他这话说得诚恳,带着师父对弟子的关切与责任。约兰达和玫花接过符纸,眼神却有些复杂。约兰达脸上写满了失望,她想要的哪里是符纸,是能安静坐在师父身边的机会。玫花指尖摩挲着符纸粗糙的边缘,警惕的目光扫过花期,又看向许平安,她留下更多的是出于一种本能的守护欲和对潜在威胁的防范。许平安的“放假”提议,在她们看来,更像是某种委婉的“驱离”。
“去吧,放心。”许平安的声音更加温和,带着安抚的力量,“难得清净,也让我……稍微歇口气。”最后这句低语,带着一丝不易察觉的疲惫,让约兰达和玫花微微一怔,心头那点小小的不甘被触动,终究是抿了抿唇,点头应下。

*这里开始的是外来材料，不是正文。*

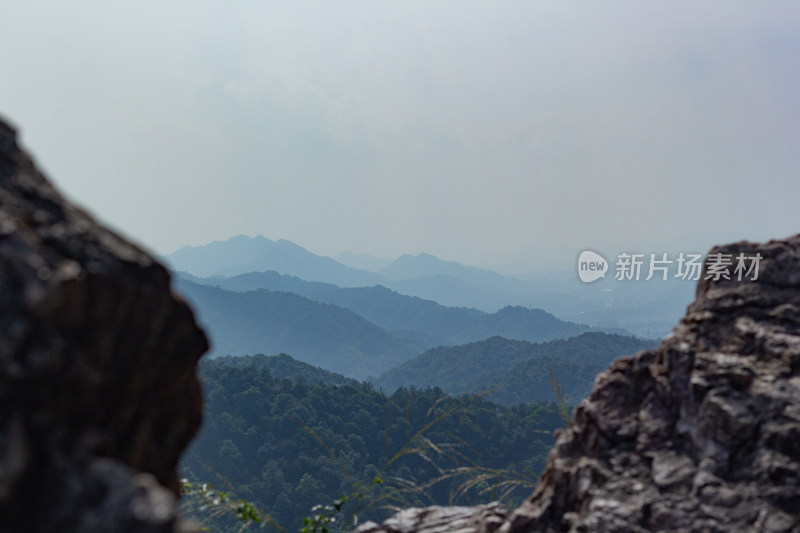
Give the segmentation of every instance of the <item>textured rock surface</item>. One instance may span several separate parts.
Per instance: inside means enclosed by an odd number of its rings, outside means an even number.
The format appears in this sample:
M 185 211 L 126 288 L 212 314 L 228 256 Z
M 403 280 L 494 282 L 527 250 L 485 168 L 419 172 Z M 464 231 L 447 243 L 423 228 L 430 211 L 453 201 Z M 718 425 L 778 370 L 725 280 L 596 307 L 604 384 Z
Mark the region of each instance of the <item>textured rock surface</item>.
M 206 338 L 164 267 L 65 201 L 2 121 L 0 329 L 2 530 L 176 530 Z
M 400 511 L 382 524 L 365 522 L 353 533 L 492 533 L 506 519 L 497 503 L 476 507 L 425 507 Z
M 598 377 L 498 531 L 800 531 L 800 236 L 710 255 L 742 252 L 758 279 L 704 271 L 659 349 Z

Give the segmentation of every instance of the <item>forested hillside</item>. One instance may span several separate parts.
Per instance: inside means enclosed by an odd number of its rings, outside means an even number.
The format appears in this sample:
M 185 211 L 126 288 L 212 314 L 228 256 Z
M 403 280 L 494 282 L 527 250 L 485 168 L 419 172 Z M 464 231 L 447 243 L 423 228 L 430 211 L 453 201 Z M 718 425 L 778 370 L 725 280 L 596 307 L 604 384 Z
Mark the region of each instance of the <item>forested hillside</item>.
M 351 385 L 355 387 L 360 384 L 357 379 L 348 378 L 336 372 L 303 363 L 285 353 L 278 355 L 223 355 L 217 357 L 215 362 L 223 366 L 236 368 L 253 367 L 256 370 L 269 370 L 270 375 L 275 379 L 289 378 L 303 381 L 310 385 L 324 383 L 327 385 Z
M 449 394 L 487 392 L 487 398 L 503 405 L 555 401 L 549 367 L 567 402 L 577 404 L 611 361 L 655 345 L 600 332 L 546 343 L 492 337 L 428 350 L 381 375 L 375 384 L 388 393 L 400 386 L 438 386 Z
M 365 497 L 349 502 L 345 514 L 366 506 L 359 511 L 362 521 L 385 516 L 387 505 L 502 496 L 508 487 L 497 484 L 504 475 L 469 470 L 476 466 L 527 479 L 528 486 L 506 496 L 519 501 L 544 466 L 554 430 L 564 424 L 552 404 L 503 408 L 439 388 L 401 388 L 386 396 L 368 383 L 277 379 L 266 368 L 240 363 L 226 358 L 201 365 L 205 421 L 184 457 L 183 474 L 232 489 L 288 531 L 312 506 L 353 493 L 356 483 Z M 457 468 L 460 474 L 449 477 Z M 480 474 L 482 482 L 459 490 Z

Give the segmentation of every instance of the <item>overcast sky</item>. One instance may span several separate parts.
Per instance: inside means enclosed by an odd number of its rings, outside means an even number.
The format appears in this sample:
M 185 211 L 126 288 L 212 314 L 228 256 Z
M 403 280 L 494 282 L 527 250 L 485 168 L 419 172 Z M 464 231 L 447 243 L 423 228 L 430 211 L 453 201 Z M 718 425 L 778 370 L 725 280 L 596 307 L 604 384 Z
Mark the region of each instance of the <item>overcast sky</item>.
M 800 231 L 795 1 L 0 4 L 0 115 L 158 253 L 569 268 Z

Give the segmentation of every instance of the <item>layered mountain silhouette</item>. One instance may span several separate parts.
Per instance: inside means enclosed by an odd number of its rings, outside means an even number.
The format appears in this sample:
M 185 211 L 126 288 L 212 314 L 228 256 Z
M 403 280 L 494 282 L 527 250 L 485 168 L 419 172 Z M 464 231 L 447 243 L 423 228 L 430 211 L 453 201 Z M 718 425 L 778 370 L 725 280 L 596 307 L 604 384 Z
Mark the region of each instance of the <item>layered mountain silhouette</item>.
M 177 281 L 177 288 L 211 337 L 212 357 L 284 352 L 305 363 L 365 379 L 424 348 L 348 309 L 289 292 L 232 292 L 185 279 Z
M 372 268 L 386 261 L 352 253 L 340 257 L 350 264 Z M 202 278 L 273 270 L 306 281 L 332 283 L 340 287 L 382 285 L 442 305 L 473 307 L 489 312 L 507 305 L 553 308 L 572 313 L 592 307 L 575 296 L 559 294 L 554 298 L 552 289 L 541 285 L 424 253 L 402 255 L 378 272 L 372 272 L 346 266 L 283 239 L 273 241 L 261 235 L 238 235 L 204 246 L 184 246 L 163 259 L 175 271 Z
M 692 284 L 676 280 L 631 283 L 615 281 L 612 277 L 599 284 L 584 285 L 577 281 L 574 272 L 531 275 L 522 280 L 444 261 L 430 254 L 402 255 L 388 265 L 385 264 L 388 260 L 368 255 L 345 253 L 338 257 L 351 266 L 330 257 L 316 255 L 289 241 L 240 235 L 205 246 L 184 247 L 164 259 L 176 271 L 184 271 L 201 278 L 213 277 L 214 283 L 223 288 L 249 290 L 263 287 L 288 290 L 314 300 L 336 303 L 351 308 L 401 336 L 418 339 L 429 345 L 449 342 L 447 339 L 451 333 L 442 335 L 430 331 L 432 328 L 383 322 L 380 317 L 370 315 L 364 309 L 356 309 L 355 304 L 339 301 L 338 298 L 343 297 L 341 293 L 335 295 L 337 299 L 333 299 L 333 294 L 329 295 L 329 300 L 319 294 L 311 294 L 308 287 L 302 291 L 296 287 L 275 287 L 272 285 L 275 280 L 264 284 L 253 279 L 225 281 L 222 278 L 233 279 L 253 272 L 274 271 L 318 283 L 320 285 L 317 289 L 321 292 L 331 289 L 323 284 L 344 288 L 373 288 L 379 285 L 402 295 L 431 300 L 446 307 L 468 307 L 487 313 L 507 306 L 538 308 L 563 321 L 589 324 L 604 331 L 632 332 L 648 338 L 659 338 L 668 334 L 692 297 Z M 373 271 L 352 268 L 353 265 L 363 265 Z M 205 280 L 198 281 L 208 283 Z M 288 280 L 280 283 L 294 284 Z M 558 336 L 561 334 L 551 338 Z M 454 338 L 454 342 L 478 338 L 480 337 L 462 336 Z
M 374 272 L 350 268 L 290 241 L 273 241 L 263 235 L 237 235 L 204 246 L 184 246 L 163 259 L 173 270 L 200 277 L 275 270 L 309 281 L 324 281 L 343 287 L 374 285 L 384 281 L 382 276 Z
M 232 291 L 269 289 L 302 295 L 310 300 L 349 309 L 394 335 L 414 339 L 425 348 L 463 344 L 501 335 L 534 342 L 578 335 L 590 328 L 565 322 L 541 309 L 504 307 L 485 313 L 466 307 L 447 307 L 432 300 L 407 296 L 383 286 L 341 288 L 308 282 L 277 272 L 251 272 L 231 278 L 181 276 Z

看着司星雀跃地拉着白芍,约兰达和玫花一步三回头地跟着,最终消失在客栈门口,许平安长长地、长长地舒了一口气。那股一直萦绕在身周、混杂着各种情绪的无形压力,仿佛随着她们的离开而骤然消散。
世界,似乎在这一刻清净了许多。
他并未耽搁,也离开了客栈。没有目标,只是凭着感觉,在鹿雨店错综复杂的小巷中穿行。远离了主街的繁华与喧嚣,他拐进了一条偏僻得几乎被遗忘的窄巷。巷子尽头,有一家极其不起眼的小茶馆,门脸陈旧,招牌上的字迹都已模糊不清,只隐约能辨出一个“静”字。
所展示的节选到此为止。